Sujet : Re: Computer architects leaving Intel...
De : anton (at) *nospam* mips.complang.tuwien.ac.at (Anton Ertl)
Groupes : comp.archDate : 04. Sep 2024, 09:05:51
Autres entêtes
Organisation : Institut fuer Computersprachen, Technische Universitaet Wien
Message-ID : <2024Sep4.100551@mips.complang.tuwien.ac.at>
References : 1 2 3 4 5 6 7 8 9 10 11
User-Agent : xrn 10.11
BGB <
cr88192@gmail.com> writes:
Otherwise, annoying:
Despite configuring GCC to use RV64G, it builds its C library as RV64GC
and is like "well, close enough".
This may be an artifact of bootstrapping. At some point I built a new
version of gcc for our Alphas. We had machines without the BWX
extensions and machines with the BWX extension.
Of course I built gcc on the fastest machine we had, one with BWX.

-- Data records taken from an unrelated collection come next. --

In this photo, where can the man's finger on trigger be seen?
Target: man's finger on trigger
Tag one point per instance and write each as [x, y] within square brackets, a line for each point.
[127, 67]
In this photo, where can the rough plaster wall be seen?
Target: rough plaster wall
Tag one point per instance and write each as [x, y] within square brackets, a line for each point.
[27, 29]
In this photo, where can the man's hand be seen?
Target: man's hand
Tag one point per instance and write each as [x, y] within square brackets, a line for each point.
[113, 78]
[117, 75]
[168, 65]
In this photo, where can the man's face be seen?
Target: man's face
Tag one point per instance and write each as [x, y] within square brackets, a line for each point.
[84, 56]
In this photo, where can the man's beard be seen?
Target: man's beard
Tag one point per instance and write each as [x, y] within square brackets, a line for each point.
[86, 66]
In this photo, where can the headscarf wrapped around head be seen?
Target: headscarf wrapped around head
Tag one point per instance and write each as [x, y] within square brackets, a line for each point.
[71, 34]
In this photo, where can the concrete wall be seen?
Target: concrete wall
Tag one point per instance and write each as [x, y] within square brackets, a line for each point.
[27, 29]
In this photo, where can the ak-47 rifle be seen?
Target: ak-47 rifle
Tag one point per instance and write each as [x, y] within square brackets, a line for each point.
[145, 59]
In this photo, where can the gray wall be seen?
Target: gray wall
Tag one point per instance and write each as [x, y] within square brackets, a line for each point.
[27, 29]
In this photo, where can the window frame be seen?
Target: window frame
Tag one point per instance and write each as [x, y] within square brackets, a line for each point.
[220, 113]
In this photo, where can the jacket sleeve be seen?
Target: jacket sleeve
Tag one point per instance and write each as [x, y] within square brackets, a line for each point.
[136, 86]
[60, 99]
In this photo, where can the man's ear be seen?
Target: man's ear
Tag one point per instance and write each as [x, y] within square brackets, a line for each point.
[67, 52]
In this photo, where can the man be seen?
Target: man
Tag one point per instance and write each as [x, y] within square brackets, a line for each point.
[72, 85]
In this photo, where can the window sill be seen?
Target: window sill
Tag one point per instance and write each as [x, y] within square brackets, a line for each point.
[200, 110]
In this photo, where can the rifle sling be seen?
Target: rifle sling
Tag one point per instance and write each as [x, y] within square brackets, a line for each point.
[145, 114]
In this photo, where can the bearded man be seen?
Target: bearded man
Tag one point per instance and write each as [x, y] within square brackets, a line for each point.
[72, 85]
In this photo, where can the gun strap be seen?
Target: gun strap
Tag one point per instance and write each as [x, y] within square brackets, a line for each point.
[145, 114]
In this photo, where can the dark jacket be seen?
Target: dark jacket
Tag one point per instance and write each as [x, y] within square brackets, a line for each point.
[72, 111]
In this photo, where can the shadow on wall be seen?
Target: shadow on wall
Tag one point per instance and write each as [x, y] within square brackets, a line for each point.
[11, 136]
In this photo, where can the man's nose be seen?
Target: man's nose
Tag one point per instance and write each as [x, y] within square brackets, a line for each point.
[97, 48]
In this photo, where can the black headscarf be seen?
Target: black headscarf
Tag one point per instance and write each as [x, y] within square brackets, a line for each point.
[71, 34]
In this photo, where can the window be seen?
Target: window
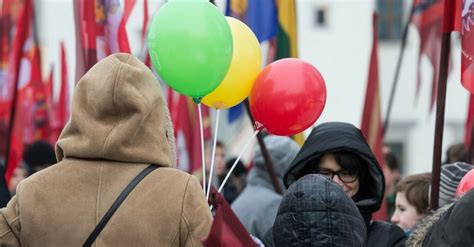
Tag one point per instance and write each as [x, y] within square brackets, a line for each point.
[390, 16]
[320, 17]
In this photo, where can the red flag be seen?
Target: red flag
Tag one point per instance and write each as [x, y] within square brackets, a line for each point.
[100, 31]
[39, 118]
[20, 65]
[467, 45]
[146, 55]
[468, 126]
[226, 229]
[49, 91]
[62, 107]
[371, 125]
[428, 18]
[122, 37]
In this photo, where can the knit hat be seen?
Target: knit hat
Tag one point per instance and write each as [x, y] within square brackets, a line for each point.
[451, 175]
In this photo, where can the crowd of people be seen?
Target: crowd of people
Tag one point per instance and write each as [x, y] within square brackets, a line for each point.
[112, 181]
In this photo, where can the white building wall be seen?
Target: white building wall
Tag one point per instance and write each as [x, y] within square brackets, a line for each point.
[340, 51]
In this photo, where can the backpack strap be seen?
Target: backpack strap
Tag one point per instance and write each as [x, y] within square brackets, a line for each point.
[92, 237]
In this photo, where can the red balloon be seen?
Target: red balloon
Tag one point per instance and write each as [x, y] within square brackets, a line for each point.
[288, 96]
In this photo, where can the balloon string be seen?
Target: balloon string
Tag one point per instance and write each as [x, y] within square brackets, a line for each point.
[203, 165]
[213, 154]
[237, 160]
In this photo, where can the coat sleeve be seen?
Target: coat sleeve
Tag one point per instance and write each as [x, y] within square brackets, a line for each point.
[10, 224]
[196, 219]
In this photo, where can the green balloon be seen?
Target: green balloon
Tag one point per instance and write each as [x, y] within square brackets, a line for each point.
[190, 45]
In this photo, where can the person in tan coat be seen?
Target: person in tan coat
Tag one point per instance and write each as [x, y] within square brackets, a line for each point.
[120, 124]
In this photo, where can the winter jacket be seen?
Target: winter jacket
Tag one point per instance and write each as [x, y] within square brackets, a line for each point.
[257, 205]
[119, 125]
[451, 225]
[315, 211]
[337, 136]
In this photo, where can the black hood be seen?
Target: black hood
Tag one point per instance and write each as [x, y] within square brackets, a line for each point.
[338, 136]
[315, 211]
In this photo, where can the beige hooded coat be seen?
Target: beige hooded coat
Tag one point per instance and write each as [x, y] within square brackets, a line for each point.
[119, 125]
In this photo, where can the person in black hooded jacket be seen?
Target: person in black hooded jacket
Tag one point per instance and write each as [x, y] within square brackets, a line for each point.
[339, 151]
[315, 212]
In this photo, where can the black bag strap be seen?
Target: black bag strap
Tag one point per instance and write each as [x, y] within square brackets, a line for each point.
[117, 204]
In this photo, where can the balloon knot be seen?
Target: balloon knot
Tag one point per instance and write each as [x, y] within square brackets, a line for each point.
[258, 126]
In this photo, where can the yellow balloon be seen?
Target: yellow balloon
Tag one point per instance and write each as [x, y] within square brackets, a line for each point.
[244, 68]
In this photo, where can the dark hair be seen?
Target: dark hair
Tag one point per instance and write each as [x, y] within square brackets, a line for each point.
[391, 161]
[350, 162]
[416, 189]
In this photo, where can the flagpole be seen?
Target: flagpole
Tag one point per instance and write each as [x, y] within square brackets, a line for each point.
[440, 103]
[397, 73]
[266, 155]
[471, 144]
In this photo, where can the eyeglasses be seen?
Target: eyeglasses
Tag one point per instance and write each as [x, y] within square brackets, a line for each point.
[343, 175]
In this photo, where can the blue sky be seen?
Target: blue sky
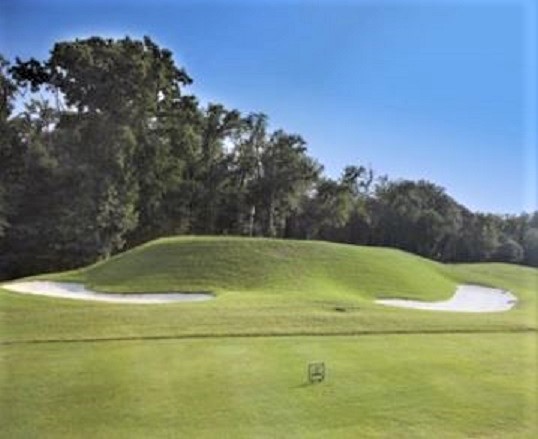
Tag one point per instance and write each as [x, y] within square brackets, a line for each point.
[422, 89]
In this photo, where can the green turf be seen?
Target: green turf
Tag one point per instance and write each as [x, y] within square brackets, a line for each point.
[266, 287]
[405, 386]
[410, 374]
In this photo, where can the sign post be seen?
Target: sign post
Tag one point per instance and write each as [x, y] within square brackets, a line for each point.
[316, 372]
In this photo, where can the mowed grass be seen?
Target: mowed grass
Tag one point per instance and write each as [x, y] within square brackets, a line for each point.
[265, 287]
[405, 386]
[397, 373]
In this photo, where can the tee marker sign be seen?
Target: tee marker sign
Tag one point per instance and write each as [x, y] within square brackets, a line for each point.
[316, 372]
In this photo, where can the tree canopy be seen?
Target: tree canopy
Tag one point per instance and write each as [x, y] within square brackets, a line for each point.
[120, 154]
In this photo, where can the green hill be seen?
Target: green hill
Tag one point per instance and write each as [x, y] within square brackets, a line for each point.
[277, 267]
[266, 287]
[224, 368]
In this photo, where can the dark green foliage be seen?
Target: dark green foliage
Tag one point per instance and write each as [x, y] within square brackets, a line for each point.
[124, 156]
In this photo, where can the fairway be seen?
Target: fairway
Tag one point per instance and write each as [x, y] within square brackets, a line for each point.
[236, 366]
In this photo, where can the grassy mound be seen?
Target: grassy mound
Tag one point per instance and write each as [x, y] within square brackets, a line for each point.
[266, 287]
[266, 266]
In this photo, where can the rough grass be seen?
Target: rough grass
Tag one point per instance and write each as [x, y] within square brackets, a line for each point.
[266, 287]
[405, 386]
[410, 374]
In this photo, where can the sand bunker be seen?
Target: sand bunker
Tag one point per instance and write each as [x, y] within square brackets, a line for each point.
[467, 298]
[76, 291]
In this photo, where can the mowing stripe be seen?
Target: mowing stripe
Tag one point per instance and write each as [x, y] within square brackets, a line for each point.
[271, 335]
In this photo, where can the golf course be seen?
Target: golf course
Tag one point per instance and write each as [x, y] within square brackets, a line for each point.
[236, 365]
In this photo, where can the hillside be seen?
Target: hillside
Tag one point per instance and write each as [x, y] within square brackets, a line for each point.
[278, 267]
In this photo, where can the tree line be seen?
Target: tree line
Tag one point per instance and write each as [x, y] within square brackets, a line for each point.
[117, 154]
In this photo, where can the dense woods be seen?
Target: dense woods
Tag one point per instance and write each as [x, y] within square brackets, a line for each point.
[117, 154]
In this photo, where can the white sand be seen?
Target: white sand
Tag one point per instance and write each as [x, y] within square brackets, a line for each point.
[467, 298]
[76, 291]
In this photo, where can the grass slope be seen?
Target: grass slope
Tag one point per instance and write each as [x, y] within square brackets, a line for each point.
[404, 386]
[266, 287]
[412, 373]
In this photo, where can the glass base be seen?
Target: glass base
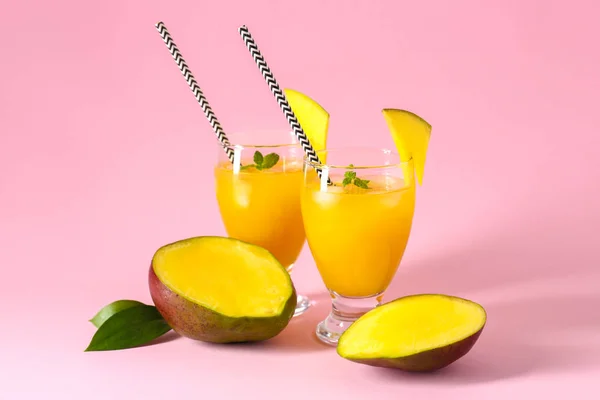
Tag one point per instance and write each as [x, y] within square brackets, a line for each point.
[345, 310]
[303, 302]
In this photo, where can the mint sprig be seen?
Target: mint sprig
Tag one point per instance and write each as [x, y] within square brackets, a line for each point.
[350, 178]
[263, 162]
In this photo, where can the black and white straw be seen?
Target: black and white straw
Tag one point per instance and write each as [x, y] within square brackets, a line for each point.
[189, 77]
[280, 97]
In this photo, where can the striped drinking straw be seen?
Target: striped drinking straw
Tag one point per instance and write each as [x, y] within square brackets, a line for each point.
[280, 97]
[189, 77]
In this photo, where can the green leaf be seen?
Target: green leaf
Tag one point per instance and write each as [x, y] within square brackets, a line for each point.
[128, 328]
[111, 309]
[270, 160]
[258, 158]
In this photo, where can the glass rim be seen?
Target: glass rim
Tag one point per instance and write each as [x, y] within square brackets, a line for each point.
[244, 143]
[261, 146]
[381, 150]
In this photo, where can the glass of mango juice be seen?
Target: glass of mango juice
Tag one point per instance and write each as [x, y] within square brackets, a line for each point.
[357, 217]
[259, 197]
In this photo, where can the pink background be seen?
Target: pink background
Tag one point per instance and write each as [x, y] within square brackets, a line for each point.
[105, 155]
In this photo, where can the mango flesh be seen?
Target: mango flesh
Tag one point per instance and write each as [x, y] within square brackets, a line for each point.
[417, 333]
[411, 135]
[312, 117]
[221, 290]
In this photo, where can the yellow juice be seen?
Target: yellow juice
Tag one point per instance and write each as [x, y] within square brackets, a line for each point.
[263, 208]
[356, 236]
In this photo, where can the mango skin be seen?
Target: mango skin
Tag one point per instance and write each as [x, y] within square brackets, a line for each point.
[200, 323]
[427, 361]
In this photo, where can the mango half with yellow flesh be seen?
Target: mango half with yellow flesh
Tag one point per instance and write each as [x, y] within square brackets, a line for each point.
[221, 290]
[313, 118]
[417, 333]
[411, 135]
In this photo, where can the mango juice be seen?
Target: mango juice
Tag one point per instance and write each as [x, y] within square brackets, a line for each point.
[262, 207]
[358, 236]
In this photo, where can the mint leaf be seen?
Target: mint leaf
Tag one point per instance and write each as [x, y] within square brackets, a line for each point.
[128, 328]
[108, 311]
[350, 177]
[270, 160]
[258, 158]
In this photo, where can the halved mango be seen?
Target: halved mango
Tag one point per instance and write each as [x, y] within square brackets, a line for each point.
[411, 135]
[414, 333]
[221, 290]
[313, 118]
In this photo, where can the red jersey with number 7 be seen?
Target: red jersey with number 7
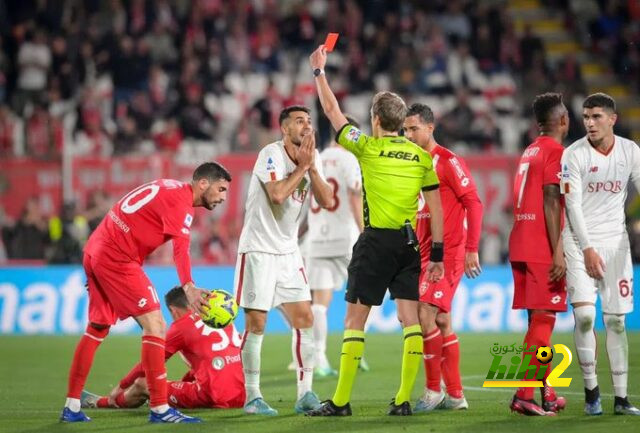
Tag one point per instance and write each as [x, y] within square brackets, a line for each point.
[539, 165]
[143, 220]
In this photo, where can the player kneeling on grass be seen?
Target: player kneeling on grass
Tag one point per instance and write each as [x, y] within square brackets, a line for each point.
[214, 380]
[118, 288]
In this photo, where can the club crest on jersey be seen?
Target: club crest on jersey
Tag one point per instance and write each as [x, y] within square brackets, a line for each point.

And then I found out that the resulting compiler binary would not run
on the machines without BWX.
Ok, so build it again, taking care to configure it to not use BWX in
bootstrapping itself. However, somehow libgcc got inherited from the
previous build, so the resulting compiler would run on machines
without BWX, but the binaries it produced would not. My guess is that
something similar happened for libgcc in your case.
I did another round of rebuilding, making sure that libgcc was rebuilt
from scratch without BWX. I don't remember all that was involved;
maybe I just did this build on a machine that does not have BWX.
[Risc-V compressed instructions]
Which is annoying because seemingly nearly every instruction has its own
encoding scheme for the immediate fields.
It's designed for easy hardware decoding, so maybe you just need to
discover the ideas behind that and put them into your decoder.